In India, blindness caused by diabetes is a major problem, and in a hospital in the city of Madurai, artificial intelligence is used to combat it.
Providing a diagnosis to anticipate possible blindness caused by diabetes requires the study of a trained physician. The ophthalmologist performs a examination of the patient’s eyes looking at certain symptoms. Identifies small lesions, bleeding or discoloration. These are clues that can lead to a diagnosis of blindness caused by diabetes.
In India, that vast country of 1,339 million people (2017) has a problem with this process. It is none other than the shortage of qualified doctors. Without them there are no staff who can make the diagnosis and if the disease is not treated in time, those affected may lose their vision.
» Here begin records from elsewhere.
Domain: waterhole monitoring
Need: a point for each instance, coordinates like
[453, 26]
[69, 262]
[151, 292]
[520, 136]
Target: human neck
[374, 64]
However, at Aravind Eye Hospital, in the southern city of Madurai, they have implemented a new method to make the diagnosis. It’s about artificial intelligence. Through this technology it would be possible to automate the diagnosis, so that doctors could go faster. The goal, without a doubt, is that an expert is not necessary to diagnose correctly. In this way, it would reach many cities and towns where the lack of access to ophthalmologists is pressing.
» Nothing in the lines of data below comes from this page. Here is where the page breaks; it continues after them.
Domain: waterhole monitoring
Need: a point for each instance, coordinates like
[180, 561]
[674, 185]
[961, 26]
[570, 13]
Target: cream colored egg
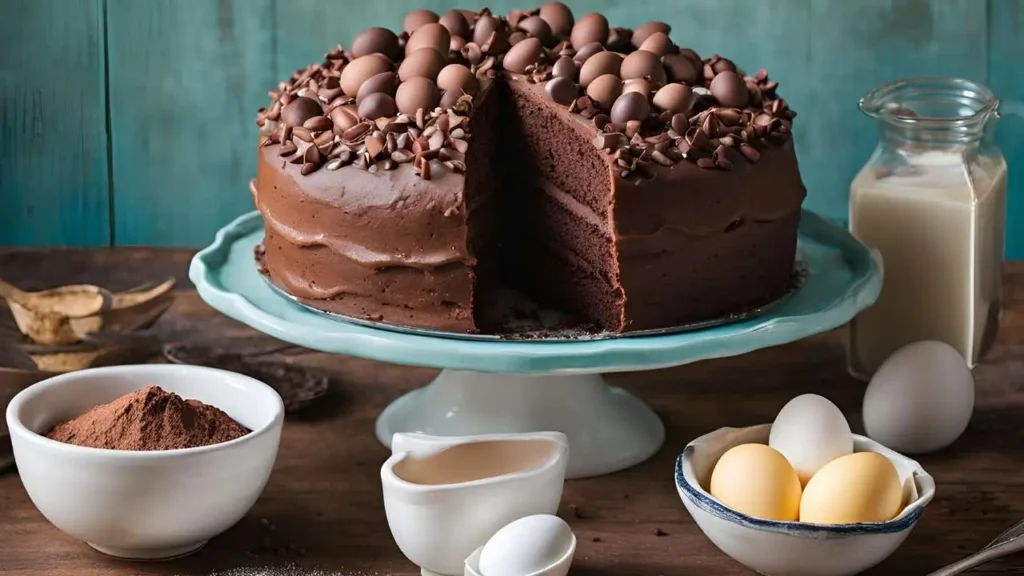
[810, 432]
[528, 545]
[757, 481]
[859, 488]
[921, 400]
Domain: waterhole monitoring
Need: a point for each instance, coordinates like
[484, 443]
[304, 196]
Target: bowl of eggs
[802, 496]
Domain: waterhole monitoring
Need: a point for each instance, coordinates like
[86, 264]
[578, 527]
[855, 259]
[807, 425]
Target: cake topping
[385, 83]
[559, 18]
[673, 97]
[431, 35]
[683, 69]
[604, 91]
[645, 31]
[378, 106]
[730, 89]
[643, 65]
[536, 27]
[416, 18]
[657, 43]
[485, 30]
[425, 63]
[456, 24]
[599, 65]
[591, 28]
[583, 54]
[522, 55]
[344, 117]
[457, 76]
[630, 106]
[360, 70]
[653, 101]
[300, 110]
[564, 68]
[561, 90]
[417, 93]
[376, 40]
The artificial intelligence system comes from Alphabet, Google’s parent company and the health research company Truly. It is precisely this branch of the conglomerate that has developed the algorithm to diagnose blindness caused by diabetes. Its function is to evaluate the patient’s eye looking for certain patterns. They’re the same ones doctors try to see.
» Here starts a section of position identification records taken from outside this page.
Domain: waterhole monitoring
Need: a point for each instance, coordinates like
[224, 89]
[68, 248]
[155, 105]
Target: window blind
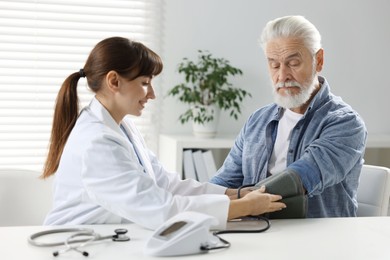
[44, 41]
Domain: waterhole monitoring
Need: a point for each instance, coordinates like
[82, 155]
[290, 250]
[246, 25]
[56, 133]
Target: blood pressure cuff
[288, 184]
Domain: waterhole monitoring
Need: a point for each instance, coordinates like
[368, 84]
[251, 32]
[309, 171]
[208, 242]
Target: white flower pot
[207, 129]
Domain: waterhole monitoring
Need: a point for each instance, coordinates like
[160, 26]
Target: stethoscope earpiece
[75, 244]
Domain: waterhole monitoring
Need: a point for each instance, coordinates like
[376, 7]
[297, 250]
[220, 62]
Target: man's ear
[112, 81]
[319, 59]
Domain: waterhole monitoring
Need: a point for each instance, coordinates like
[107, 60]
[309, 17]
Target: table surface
[326, 238]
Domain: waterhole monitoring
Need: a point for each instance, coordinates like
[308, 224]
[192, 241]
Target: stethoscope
[74, 242]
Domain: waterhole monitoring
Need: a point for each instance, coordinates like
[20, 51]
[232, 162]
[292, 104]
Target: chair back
[25, 199]
[374, 191]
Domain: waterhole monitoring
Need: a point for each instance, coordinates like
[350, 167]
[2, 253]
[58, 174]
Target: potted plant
[207, 90]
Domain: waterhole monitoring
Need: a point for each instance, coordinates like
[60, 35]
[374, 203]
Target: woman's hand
[254, 203]
[233, 193]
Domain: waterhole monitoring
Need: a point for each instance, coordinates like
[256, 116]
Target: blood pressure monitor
[186, 233]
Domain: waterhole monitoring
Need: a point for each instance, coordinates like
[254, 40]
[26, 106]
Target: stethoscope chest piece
[120, 235]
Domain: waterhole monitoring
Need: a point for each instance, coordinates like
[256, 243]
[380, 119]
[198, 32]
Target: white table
[332, 238]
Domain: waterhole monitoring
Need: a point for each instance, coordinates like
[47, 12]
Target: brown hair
[128, 58]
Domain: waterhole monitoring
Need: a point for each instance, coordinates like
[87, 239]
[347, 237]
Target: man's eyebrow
[289, 57]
Obviously, the more you train the algorithm, the more prepared you will be to diagnose accurately. Hence the project at Aravind Eye Hospital is a test called to scale over time. And is that, in India there are about 70 million people with diabetesaccording to WHO data. All of them would be at risk of blindness.
India’s commitment to innovation
India has shown itself in recent years as a pioneer in the adoption of certain technologies. It had long explored the launch of space rockets, but the launch of the GSL MK III, in 2017, placed it in the first league of the aerospace industry. At the same time, he has accentuated his commitment to renewable energies. It reached its solar energy deployment targets four years in advance, to set itself much more ambitious new ones. In fact the largest solar parks are being built in this country.
For more practical application technologies, highlights the country’s digitization effort. By the way, e-government has relied on free software for its development. Even bold steps have been taken, such as the establishment of facial recognition to identify passengers at airports. An application of technology to reduce traffic jams in these facilities.